If you can catch a whiff of the sort of derision I might usually reserve for distasteful celebrity gossip, I warn you I'm just getting started. As well as the dishes above, we ate sashimi and two kinds of tempura. Along with dessert. Now the raw stuff was not bad. We tried o-toro tuna, crab and jumbo shrimp (left). The shrimp in particular was very good. But here comes my real issue with Nobu: price. Those three pieces of sashimi cost almost £20. And they were not that good. Not £20 good. Maybe this is why celebrities come here?

King crab tempura with onions was also enjoyable in that I will happily eat just about anything that's been deep-fried in Japanese batter. To be fair to them, the crab was properly juicy and well-preserved in the tempura. We also sampled a variety of standard tempura (scallop, squid and pumpkin) which were all also very nice (right). But again, too expensive. This is the sort of stuff you can get for a tenner as a meal set in Asakusa or any Japanese place worth its salt. And don't even start with the "you're paying for the experience" rubbish: this isn't food which needs a fanfare, it's all in the taste. £24 for the tempura set here seems reasonable when you look at the rest of the menu, but it's not.
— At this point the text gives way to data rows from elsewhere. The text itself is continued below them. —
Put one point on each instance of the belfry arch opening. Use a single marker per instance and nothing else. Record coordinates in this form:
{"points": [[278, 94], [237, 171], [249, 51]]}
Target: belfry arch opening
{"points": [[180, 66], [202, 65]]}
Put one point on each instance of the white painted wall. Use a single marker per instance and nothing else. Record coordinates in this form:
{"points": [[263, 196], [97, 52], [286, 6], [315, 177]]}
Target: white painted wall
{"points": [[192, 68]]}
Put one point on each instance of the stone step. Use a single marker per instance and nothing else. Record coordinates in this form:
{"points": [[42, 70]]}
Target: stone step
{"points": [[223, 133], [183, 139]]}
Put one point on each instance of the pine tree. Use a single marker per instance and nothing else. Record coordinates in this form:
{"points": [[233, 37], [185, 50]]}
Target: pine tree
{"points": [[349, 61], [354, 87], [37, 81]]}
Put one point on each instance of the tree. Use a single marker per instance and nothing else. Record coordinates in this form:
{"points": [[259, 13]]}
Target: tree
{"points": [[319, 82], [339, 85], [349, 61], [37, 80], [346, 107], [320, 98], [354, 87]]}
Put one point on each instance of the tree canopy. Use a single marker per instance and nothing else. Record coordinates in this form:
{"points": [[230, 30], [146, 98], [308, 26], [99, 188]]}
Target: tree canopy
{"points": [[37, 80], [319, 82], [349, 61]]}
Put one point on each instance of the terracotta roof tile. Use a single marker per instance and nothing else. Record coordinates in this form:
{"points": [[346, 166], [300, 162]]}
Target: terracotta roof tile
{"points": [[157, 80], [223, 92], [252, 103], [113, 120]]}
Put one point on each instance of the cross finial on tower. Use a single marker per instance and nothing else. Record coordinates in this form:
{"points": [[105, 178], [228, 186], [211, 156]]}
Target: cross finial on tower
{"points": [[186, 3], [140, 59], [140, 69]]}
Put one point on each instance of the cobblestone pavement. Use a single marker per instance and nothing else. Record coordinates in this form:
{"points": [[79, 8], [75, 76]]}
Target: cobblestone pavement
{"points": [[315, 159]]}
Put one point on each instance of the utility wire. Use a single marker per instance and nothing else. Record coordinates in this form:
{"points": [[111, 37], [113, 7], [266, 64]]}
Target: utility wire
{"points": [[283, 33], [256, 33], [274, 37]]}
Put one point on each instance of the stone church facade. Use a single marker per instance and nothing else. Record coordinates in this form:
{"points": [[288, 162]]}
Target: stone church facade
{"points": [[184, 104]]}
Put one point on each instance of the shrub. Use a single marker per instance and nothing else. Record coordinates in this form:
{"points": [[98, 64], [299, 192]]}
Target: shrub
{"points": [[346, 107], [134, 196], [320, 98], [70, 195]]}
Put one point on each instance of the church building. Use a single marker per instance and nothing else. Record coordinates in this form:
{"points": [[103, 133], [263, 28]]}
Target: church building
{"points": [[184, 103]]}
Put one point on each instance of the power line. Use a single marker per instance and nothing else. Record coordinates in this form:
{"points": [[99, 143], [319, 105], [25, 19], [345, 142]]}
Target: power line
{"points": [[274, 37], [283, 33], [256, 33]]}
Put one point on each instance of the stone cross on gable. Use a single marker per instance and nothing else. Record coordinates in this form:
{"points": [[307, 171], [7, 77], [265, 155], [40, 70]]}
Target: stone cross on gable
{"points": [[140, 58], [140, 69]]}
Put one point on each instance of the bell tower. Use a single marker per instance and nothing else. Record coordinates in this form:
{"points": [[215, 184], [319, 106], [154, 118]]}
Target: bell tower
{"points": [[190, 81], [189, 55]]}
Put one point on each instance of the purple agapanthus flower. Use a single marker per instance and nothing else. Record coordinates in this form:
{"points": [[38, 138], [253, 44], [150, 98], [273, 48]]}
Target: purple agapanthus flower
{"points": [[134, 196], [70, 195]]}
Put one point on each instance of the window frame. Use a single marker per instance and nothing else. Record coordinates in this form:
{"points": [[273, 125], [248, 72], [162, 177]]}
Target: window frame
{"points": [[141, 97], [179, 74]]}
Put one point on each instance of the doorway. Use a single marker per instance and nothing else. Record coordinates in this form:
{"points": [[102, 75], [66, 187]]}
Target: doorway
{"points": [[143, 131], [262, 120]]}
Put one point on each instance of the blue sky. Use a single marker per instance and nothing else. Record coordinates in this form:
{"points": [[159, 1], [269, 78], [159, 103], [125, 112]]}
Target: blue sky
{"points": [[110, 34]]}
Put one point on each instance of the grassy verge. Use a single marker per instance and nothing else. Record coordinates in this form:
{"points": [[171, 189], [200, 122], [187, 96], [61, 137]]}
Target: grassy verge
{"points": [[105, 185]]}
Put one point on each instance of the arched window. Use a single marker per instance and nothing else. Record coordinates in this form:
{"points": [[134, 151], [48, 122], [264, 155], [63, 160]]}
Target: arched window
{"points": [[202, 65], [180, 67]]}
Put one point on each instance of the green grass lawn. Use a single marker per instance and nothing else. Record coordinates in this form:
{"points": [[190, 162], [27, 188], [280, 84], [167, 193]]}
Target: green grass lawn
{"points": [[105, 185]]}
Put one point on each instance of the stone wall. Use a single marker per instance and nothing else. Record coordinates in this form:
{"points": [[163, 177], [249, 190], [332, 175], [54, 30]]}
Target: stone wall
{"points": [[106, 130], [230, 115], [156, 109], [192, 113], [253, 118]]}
That's more or less the problem with Nobu for me. The food was not terribly bad (apart from the two beef aberrations) but the place is cruelly unwelcoming when it comes to what you're paying. It's not like some of the other expensive meals I've had in my time, where it really is worth saving a few bob during each month leading up to the event, it's just too much for too little.

Desserts were a damning indictment on the place. We shouldn't really have ordered them since we'd already spent rather a lot, but we hoped against hope that they could salvage the evening. We should've known better. We ordered what was billed as a 'chocolate bento box': chocolate fondant cake with green tea ice cream. It turned out to be only that, which definitely wasn't worth the £10.50 they were charging. I've had better, more interesting takes on fondant than this for much less. And I didn't care that the fondant was flourless. Similarly, the 'banana split 3000' (no, I'm not making this up) sounded lovely, but was a misjudged mixture of soupy, over-rich chocolate foam, too-sweet poached banana and saffron crumble you couldn't taste, served with ice cream.

Well over £100 later, the other half and I were fairly astounded. We'd spent a lot of money on an experience that was neither fulfilling nor especially enjoyable. The birthday boy had enjoyed himself which was of course the main reason for the evening. Unfortunately, the main reasons I eat out are to enjoy myself and to sample amazing food. Nobu was so far from these that I can't envisage myself ever going back.